Pristina’s Municipal Assembly is to hand five hectares of prime real estate to the US for a new embassy building, according to an agreement signed between the two parties on Wednesday.
The city decided to give this land to the US government as a sign of gratitude for the country’s contribution to Kosovo’s statehood. The US ambassador, Tina Kaidanow, said construction of the embassy might not start until 2013.
“The land is property of the Pristina assembly and will be given for free to the US embassy,” the municipal spokesperson, Muhamet Gashi, told Balkan Insight.
Dragodan, also known as Arberia, is considered the elite neighbourhood of Pristina, and is home to most embassies, diplomatic missions and ambassadors’ residences. Gashi refused to put a value on the land. “We didn’t make these calculations,” he said.
According to Agron Beka, owner of Imobilije Real Estate Agency in Prishtina, the minimum price for 10 square metres of land in Dragodan would be €30,000. This would put a €15 million price tag on the five hectares of land, equivalent to five football pitches.
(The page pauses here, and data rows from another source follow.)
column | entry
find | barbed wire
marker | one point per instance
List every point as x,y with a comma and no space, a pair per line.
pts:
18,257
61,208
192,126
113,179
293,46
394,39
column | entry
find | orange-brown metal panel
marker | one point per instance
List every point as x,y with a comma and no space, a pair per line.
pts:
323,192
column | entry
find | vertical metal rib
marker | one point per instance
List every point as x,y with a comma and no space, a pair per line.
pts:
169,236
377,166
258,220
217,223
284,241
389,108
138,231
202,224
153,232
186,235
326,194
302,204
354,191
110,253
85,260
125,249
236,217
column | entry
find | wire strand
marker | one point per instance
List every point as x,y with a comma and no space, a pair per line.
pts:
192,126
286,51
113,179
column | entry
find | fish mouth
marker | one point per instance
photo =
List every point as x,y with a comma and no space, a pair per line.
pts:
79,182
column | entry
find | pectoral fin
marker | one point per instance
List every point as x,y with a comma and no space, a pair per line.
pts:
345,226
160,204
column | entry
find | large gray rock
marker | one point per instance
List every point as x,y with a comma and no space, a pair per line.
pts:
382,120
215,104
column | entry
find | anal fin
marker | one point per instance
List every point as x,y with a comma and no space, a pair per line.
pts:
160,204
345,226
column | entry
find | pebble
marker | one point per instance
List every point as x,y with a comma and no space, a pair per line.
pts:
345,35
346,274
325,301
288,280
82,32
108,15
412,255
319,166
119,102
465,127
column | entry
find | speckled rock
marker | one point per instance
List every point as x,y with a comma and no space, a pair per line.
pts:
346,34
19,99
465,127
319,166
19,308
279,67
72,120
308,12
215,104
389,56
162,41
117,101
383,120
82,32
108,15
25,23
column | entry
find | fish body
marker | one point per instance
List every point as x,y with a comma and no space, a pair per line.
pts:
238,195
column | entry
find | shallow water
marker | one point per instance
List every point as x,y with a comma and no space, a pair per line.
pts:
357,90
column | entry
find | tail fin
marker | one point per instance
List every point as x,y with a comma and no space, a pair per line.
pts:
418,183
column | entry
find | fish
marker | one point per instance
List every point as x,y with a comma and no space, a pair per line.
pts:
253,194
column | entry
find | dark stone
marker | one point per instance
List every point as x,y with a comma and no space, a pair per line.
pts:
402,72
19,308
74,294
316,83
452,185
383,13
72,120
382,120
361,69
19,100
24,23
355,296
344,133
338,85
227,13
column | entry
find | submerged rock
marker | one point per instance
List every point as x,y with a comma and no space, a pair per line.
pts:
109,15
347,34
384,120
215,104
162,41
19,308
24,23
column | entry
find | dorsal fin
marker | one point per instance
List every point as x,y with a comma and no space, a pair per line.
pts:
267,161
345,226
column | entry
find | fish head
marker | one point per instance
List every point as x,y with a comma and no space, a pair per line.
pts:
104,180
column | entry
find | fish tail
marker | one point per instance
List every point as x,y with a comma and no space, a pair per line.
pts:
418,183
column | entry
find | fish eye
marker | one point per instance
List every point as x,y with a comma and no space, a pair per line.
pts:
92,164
When questioned about the value of the land, Gashi added: “I don’t want to enter into debates. This was a unanimous decision of 51 deputies for a friend country such as the US is.”
The US has been given the land on a 99-year lease. The US opened a diplomatic office in Pristina in 1996. This was renamed the US Office to Pristina in 1999, following the end of conflict between NATO and Serbia.
Last year, following Kosovo’s declaration of independence, the office became an embassy. The current US embassy is also located in the Dragodan neighbourhood.